Rosario Firenze, per gli amici “Saro”, era stato interdetto tre anni fa dalla prefettura di Trapani per le sue frequentazioni poco raccomandabili. Non era stato un problema, questo dicono le indagini della procuratrice aggiunta della Dda di Palermo Teresa Principato e dei sostituti Francesco Grassi, Carlo Marzella e Maurizio Agnello. Saro Firenze continuava a gestire il suo potere sui lavori pubblici del Comune di Castelvetrano attraverso le imprese dei fratelli, adesso è accusato di associazione mafiosa, fittizia intestazione di beni e turbata libertà degli incanti: le due aziende edili di famiglia, che valgono sei milioni di euro, sono state sequestrate.

Del manager a disposizione del clan ha parlato l’ultimo pentito della mafia trapanese, Lorenzo Cimarosa, il cugino acquisito del superlatitante: “Firenze è il compare di Anna Patrizia Messina Denaro, la sorella di Matteo, a lei consegna i soldi”, ha spiegato.

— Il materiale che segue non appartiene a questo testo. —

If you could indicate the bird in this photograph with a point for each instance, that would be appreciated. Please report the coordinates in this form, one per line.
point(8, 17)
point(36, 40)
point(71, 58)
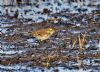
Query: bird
point(43, 34)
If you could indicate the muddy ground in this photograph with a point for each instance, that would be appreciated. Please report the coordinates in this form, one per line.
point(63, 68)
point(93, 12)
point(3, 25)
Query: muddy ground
point(62, 49)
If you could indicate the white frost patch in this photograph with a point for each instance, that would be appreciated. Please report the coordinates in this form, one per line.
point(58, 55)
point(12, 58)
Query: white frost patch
point(16, 67)
point(31, 40)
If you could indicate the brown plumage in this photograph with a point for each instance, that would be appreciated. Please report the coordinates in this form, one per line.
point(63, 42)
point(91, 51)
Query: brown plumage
point(43, 34)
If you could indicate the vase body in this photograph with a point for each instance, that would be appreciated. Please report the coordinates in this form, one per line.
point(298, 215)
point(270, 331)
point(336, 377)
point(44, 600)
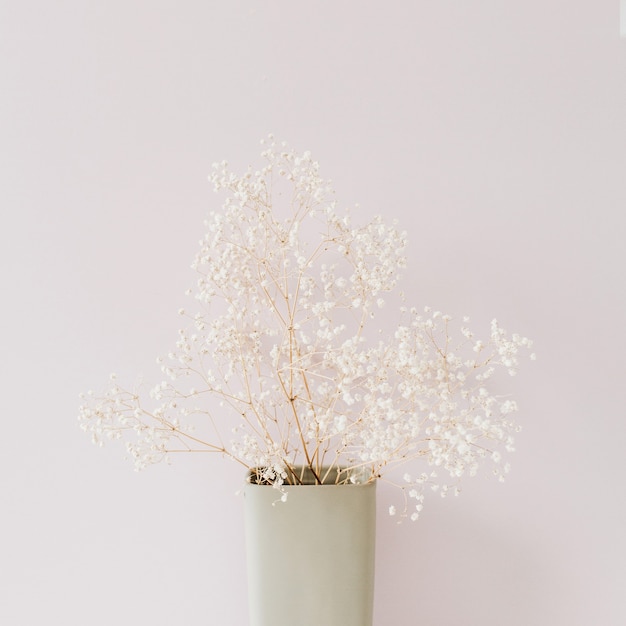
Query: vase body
point(311, 558)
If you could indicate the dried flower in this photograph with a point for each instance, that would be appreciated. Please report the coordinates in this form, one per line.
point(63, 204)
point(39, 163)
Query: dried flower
point(287, 297)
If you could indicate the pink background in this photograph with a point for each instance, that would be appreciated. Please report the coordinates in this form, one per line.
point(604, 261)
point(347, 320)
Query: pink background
point(495, 131)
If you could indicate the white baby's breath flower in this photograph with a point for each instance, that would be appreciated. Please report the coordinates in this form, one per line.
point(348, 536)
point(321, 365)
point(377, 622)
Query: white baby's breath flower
point(282, 363)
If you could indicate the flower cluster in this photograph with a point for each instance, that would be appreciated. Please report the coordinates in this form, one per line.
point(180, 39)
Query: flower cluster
point(284, 357)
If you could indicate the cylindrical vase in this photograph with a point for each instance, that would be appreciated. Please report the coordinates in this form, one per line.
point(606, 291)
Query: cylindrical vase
point(310, 558)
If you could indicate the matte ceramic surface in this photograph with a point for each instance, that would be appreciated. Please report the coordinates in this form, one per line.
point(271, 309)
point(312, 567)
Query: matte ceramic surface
point(311, 558)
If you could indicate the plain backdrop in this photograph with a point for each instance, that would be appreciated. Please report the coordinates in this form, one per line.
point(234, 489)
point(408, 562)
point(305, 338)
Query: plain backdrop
point(494, 131)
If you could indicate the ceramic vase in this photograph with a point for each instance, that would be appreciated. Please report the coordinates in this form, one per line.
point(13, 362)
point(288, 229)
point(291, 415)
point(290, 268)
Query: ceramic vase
point(310, 559)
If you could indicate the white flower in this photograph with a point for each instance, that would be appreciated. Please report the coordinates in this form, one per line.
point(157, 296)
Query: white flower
point(283, 360)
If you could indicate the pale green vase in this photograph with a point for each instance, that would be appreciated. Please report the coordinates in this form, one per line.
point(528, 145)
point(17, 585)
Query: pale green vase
point(311, 559)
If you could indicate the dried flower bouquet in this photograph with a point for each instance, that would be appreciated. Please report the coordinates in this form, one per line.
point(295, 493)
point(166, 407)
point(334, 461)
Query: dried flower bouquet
point(284, 363)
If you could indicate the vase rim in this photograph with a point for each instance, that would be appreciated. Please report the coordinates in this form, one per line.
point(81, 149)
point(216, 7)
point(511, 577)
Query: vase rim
point(304, 476)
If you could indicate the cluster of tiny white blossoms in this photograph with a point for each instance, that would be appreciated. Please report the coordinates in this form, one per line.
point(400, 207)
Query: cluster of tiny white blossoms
point(287, 296)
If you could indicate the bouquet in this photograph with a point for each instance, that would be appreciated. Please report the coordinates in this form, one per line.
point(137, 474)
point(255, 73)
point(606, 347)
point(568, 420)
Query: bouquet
point(287, 359)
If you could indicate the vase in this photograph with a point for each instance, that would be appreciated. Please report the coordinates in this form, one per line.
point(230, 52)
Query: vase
point(310, 558)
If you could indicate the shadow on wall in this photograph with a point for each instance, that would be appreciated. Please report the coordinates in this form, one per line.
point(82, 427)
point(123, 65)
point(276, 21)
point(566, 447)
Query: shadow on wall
point(453, 569)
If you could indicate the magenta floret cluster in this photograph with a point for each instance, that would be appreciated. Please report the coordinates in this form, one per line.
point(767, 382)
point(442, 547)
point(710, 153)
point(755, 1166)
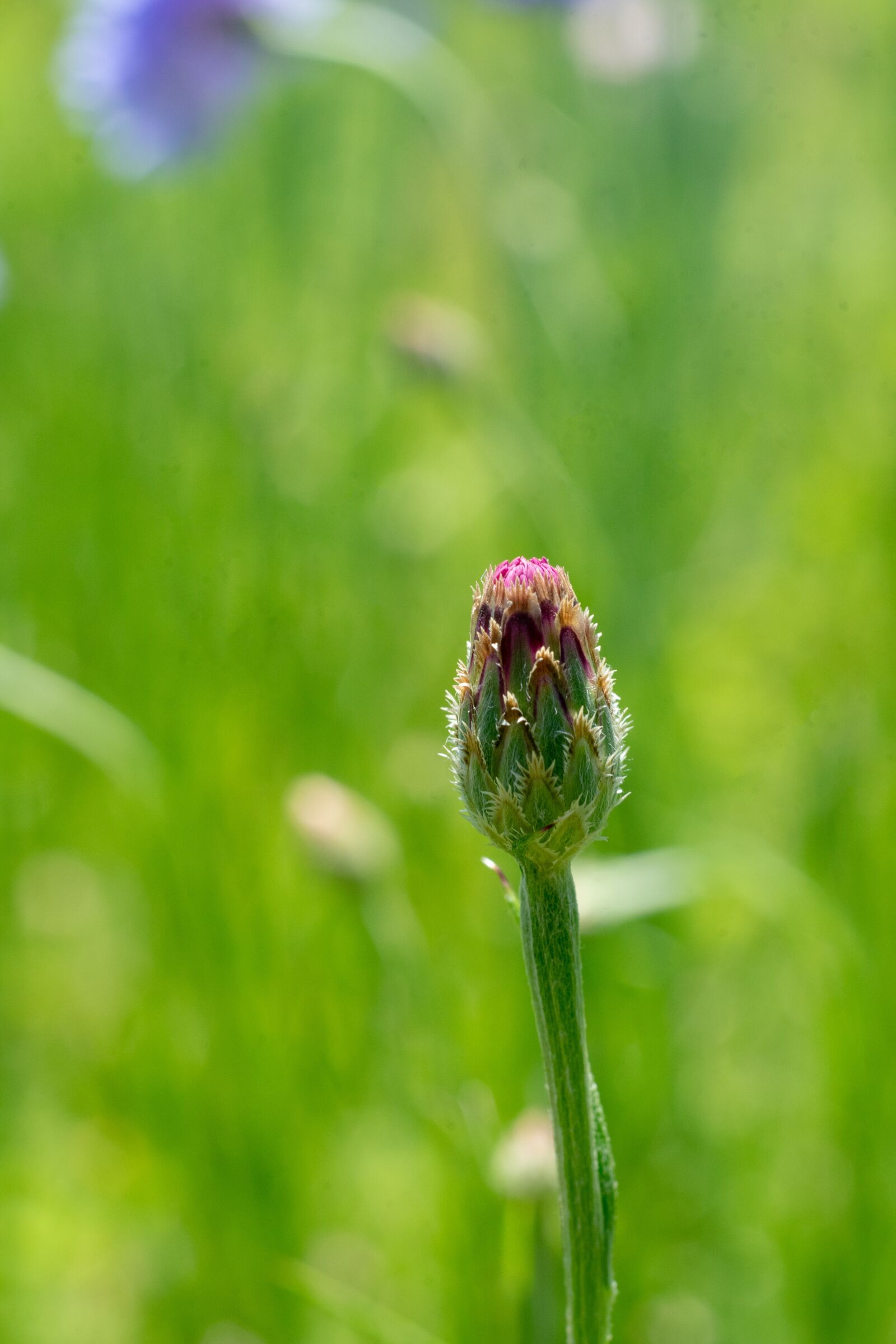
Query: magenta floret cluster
point(527, 572)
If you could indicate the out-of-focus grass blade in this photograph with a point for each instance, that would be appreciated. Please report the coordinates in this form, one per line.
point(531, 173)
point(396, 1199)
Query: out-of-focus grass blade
point(393, 48)
point(634, 886)
point(368, 1319)
point(81, 720)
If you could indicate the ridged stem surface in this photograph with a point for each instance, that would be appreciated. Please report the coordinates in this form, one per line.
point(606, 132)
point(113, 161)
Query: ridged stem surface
point(550, 925)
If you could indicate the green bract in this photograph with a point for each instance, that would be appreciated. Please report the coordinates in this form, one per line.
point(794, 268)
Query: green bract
point(535, 727)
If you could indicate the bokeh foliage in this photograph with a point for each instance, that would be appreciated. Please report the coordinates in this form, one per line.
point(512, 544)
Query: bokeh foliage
point(233, 512)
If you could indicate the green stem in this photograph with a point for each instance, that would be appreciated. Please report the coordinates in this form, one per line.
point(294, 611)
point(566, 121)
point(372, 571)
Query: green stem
point(550, 926)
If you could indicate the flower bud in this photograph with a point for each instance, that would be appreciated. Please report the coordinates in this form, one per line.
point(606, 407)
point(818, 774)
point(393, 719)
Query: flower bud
point(524, 1164)
point(535, 729)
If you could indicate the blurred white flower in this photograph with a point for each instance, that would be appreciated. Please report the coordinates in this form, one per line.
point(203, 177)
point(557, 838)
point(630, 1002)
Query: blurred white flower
point(625, 39)
point(344, 832)
point(524, 1163)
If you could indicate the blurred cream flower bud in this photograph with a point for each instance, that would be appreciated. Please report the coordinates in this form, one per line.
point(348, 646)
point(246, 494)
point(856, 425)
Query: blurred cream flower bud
point(435, 335)
point(344, 832)
point(524, 1164)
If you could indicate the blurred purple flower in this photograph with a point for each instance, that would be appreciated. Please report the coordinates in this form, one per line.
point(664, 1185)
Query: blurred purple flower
point(155, 78)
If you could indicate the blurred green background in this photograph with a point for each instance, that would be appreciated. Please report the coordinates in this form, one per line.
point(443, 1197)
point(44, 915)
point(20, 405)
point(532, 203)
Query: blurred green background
point(235, 512)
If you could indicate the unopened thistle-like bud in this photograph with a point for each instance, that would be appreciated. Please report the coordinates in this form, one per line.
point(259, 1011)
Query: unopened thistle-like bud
point(535, 729)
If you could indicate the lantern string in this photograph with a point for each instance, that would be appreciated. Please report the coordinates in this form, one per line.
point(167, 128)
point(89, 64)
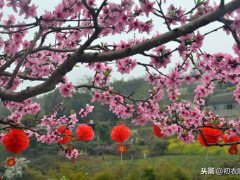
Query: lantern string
point(121, 159)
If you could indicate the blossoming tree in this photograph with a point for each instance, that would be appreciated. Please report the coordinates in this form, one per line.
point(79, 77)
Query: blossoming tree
point(78, 32)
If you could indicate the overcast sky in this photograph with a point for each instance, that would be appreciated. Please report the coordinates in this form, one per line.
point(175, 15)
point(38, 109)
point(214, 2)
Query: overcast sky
point(216, 42)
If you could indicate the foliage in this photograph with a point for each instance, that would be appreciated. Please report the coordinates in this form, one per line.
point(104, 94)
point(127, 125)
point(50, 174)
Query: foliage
point(17, 170)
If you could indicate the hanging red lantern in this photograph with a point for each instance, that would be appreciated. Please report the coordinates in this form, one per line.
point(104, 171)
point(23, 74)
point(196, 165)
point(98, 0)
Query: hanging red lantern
point(157, 131)
point(211, 135)
point(121, 148)
point(85, 132)
point(120, 133)
point(66, 134)
point(15, 141)
point(227, 139)
point(11, 162)
point(233, 150)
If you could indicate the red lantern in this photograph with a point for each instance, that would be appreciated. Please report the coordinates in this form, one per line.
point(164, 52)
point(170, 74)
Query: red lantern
point(233, 150)
point(211, 135)
point(157, 131)
point(121, 148)
point(85, 132)
point(227, 139)
point(10, 162)
point(15, 141)
point(66, 134)
point(120, 133)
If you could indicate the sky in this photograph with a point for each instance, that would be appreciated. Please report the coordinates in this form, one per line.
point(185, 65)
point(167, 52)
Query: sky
point(216, 42)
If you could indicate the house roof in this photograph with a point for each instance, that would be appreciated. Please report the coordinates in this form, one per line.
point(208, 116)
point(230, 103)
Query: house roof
point(223, 98)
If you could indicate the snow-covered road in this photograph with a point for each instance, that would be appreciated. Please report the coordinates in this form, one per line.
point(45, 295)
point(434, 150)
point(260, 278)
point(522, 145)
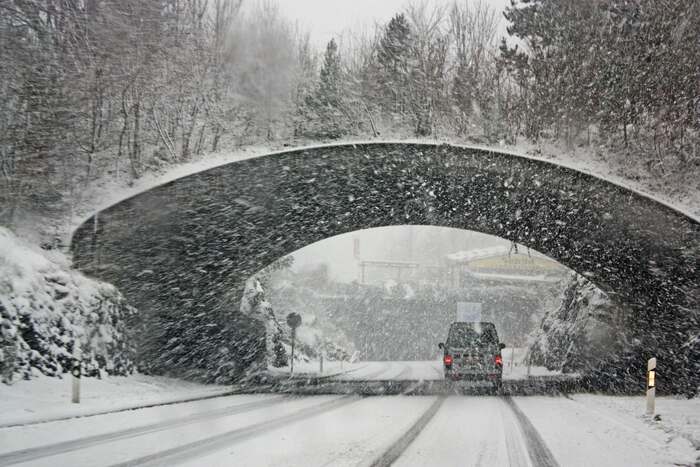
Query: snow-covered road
point(272, 430)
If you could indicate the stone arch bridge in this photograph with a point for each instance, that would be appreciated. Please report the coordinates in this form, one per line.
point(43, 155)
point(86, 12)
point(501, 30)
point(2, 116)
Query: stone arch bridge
point(181, 252)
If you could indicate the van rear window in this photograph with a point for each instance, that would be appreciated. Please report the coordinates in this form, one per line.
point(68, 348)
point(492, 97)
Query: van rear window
point(471, 334)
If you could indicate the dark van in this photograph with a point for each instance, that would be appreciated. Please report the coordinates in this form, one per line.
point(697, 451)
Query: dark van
point(472, 352)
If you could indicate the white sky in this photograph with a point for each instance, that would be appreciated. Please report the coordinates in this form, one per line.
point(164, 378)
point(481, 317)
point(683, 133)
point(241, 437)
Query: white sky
point(326, 19)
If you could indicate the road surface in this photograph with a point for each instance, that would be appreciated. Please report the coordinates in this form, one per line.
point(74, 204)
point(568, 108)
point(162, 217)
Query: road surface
point(272, 430)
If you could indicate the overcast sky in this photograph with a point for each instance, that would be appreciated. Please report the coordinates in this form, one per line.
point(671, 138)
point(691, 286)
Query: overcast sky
point(326, 19)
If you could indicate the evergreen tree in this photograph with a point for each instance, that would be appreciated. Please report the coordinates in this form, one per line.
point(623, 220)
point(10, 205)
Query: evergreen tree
point(393, 61)
point(280, 354)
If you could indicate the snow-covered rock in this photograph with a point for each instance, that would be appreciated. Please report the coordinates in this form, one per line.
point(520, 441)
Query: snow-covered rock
point(45, 307)
point(580, 332)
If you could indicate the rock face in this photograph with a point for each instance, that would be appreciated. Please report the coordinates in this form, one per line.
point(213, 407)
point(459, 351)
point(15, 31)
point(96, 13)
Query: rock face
point(45, 308)
point(581, 332)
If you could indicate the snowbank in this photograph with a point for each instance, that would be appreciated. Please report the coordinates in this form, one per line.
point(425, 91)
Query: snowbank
point(45, 307)
point(583, 325)
point(44, 398)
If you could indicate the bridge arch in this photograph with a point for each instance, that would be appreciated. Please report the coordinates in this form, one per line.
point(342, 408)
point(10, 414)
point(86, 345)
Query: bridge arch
point(179, 249)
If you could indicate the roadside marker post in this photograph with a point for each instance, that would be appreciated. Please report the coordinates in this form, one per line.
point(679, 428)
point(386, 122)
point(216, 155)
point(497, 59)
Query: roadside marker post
point(75, 371)
point(651, 386)
point(293, 321)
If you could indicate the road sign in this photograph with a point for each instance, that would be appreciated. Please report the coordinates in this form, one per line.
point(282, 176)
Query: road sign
point(293, 320)
point(651, 386)
point(469, 312)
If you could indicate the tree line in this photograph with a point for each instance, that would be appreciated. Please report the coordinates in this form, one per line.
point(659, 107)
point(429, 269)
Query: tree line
point(118, 88)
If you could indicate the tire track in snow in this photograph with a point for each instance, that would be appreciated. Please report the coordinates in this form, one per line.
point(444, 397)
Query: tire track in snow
point(539, 453)
point(205, 446)
point(24, 455)
point(395, 450)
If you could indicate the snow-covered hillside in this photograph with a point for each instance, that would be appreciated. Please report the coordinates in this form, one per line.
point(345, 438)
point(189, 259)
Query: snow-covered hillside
point(45, 307)
point(582, 325)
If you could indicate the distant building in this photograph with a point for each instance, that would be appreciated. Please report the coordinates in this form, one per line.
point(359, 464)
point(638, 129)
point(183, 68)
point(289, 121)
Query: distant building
point(501, 265)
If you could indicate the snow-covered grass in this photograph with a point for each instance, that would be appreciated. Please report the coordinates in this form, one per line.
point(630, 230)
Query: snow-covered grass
point(613, 431)
point(44, 398)
point(45, 308)
point(407, 370)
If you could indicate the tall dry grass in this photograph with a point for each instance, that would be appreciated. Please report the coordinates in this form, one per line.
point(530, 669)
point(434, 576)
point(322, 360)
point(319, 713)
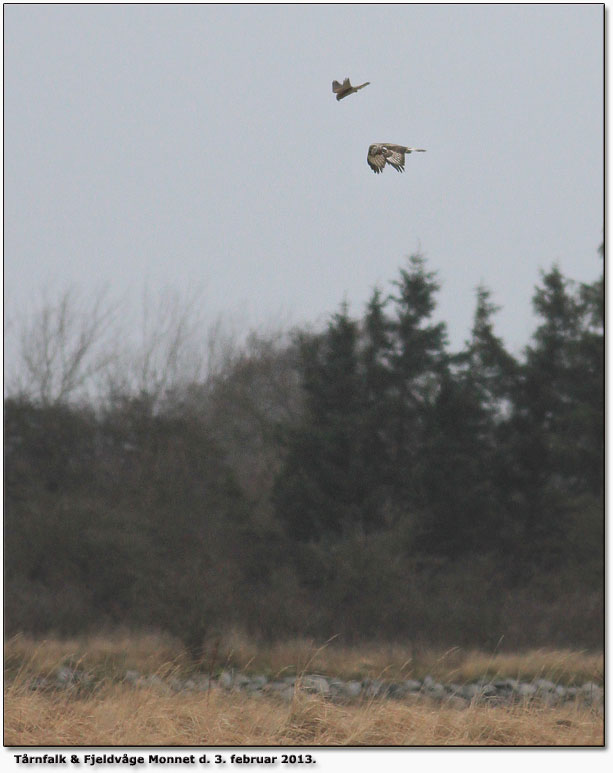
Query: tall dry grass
point(120, 716)
point(111, 712)
point(113, 654)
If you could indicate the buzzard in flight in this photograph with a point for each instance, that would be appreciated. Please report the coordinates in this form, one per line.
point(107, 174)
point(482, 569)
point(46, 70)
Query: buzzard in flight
point(344, 89)
point(382, 153)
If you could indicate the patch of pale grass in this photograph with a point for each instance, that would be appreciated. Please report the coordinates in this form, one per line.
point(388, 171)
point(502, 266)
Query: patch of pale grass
point(122, 716)
point(113, 654)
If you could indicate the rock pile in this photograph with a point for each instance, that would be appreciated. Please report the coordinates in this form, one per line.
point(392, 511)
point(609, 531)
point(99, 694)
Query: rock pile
point(495, 692)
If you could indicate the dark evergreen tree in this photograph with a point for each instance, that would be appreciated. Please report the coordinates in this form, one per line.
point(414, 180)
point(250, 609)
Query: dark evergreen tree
point(418, 363)
point(320, 491)
point(462, 445)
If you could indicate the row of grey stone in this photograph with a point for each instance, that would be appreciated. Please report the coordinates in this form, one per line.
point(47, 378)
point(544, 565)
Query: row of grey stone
point(496, 691)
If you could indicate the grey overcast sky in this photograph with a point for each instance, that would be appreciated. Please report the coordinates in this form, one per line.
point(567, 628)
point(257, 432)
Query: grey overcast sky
point(201, 145)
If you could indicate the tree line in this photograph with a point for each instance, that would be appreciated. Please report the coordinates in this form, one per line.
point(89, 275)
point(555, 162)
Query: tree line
point(359, 479)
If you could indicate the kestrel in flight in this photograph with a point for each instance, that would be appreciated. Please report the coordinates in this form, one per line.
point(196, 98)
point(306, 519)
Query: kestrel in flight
point(386, 152)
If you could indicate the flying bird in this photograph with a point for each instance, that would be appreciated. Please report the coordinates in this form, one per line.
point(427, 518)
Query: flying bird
point(385, 152)
point(344, 89)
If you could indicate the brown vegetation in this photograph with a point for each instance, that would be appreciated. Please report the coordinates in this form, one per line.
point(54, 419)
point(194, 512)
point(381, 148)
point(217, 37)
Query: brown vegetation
point(115, 713)
point(121, 716)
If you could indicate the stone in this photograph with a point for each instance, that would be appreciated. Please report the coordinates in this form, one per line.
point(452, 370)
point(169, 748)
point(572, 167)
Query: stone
point(225, 680)
point(352, 689)
point(526, 690)
point(544, 685)
point(315, 684)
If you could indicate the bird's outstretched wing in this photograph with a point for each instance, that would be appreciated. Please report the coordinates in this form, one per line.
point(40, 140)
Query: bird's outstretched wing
point(345, 88)
point(376, 158)
point(388, 152)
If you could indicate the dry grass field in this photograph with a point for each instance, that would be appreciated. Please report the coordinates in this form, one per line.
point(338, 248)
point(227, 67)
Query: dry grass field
point(117, 714)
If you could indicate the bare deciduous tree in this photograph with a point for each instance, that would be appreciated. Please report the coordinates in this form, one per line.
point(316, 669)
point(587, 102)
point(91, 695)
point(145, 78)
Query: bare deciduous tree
point(65, 346)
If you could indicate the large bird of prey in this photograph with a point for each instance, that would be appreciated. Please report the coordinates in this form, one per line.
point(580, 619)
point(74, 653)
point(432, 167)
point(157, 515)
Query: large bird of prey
point(345, 88)
point(386, 152)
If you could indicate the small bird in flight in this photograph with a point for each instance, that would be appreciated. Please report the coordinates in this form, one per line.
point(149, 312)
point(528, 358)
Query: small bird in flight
point(382, 153)
point(344, 89)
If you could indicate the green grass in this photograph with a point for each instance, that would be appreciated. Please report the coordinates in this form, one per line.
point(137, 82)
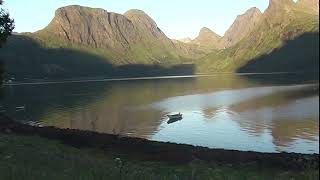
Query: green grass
point(31, 157)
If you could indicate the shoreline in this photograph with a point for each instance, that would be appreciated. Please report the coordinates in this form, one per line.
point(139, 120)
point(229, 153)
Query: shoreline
point(96, 79)
point(142, 149)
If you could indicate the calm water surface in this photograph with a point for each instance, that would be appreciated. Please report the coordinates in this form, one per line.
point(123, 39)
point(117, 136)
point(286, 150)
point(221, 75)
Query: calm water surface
point(265, 113)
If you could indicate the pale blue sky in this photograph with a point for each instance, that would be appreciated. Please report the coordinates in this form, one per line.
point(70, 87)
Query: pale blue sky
point(176, 18)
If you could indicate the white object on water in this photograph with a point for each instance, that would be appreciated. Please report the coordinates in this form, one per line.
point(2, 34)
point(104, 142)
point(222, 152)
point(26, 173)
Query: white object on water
point(175, 116)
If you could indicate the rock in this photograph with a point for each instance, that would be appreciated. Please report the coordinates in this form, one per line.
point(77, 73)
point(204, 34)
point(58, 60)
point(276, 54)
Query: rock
point(241, 27)
point(207, 38)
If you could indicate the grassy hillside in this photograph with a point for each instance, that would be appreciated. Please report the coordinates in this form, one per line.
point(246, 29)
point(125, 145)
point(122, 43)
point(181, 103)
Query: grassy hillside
point(48, 159)
point(26, 57)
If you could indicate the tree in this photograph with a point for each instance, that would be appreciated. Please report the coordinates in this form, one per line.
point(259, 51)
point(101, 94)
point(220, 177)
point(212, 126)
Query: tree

L’ordinanza del giudice delle indagini preliminari Nicola Aiello riguarda anche il fidato geometra tuttofare di Firenze, Salvatore Sciacca, è finito ai domiciliari: è accusato di turbativa d’asta, avrebbe intrattenuto i contatti con i funzionari infedeli del Comune di Castelvetrano. I carabinieri del nucleo Investigativo e del Ros hanno notificato anche quattro divieti di esercitare l’attività di impresa ad altrettanti titolari di ditte edili di Castelvetrano, quattro avvisi di garanzia sono stati consegnati a due funzionari del Comune e a due fratelli di Saro Firenze.

Per il Comune di Castelvetrano, da marzo sciolto per infiltrazioni mafiose, un’altra brutta pagina. Le intercettazioni hanno svelato gli appalti finiti nel mirino del clan, quasi tutti fatti male. E, adesso, dopo gli arresti, partiranno anche i controlli sulle opere realizzate. Fra i lavori al centro dell’inchiesta quelli per la realizzazione della condotta fognaria, per la manutenzione ordinaria di strade e fognature, per la demolizione dei fabbricati fatiscenti all’interno dell’ex area dell’autoparco comunale. Un altro tassello nelle complicate indagini per cercare di risalire al fiume di soldi che arriva al latitante.

Nei mesi scorsi, una pista aveva portato i magistrati in Svizzera, sulle tracce di un altro imprenditore parecchio intraprendente, Mimmo Scimonelli, pure lui sospettato di essere diventato un bancomat di Matteo Messina Denaro. Ma è rimasta una pista d’indagine. Una cosa sembra certa, l’erede di Totò Riina non si fida di nessuno, e nessuno probabilmente conosce l’ultimo tratto di strada che porta al suo rifugio.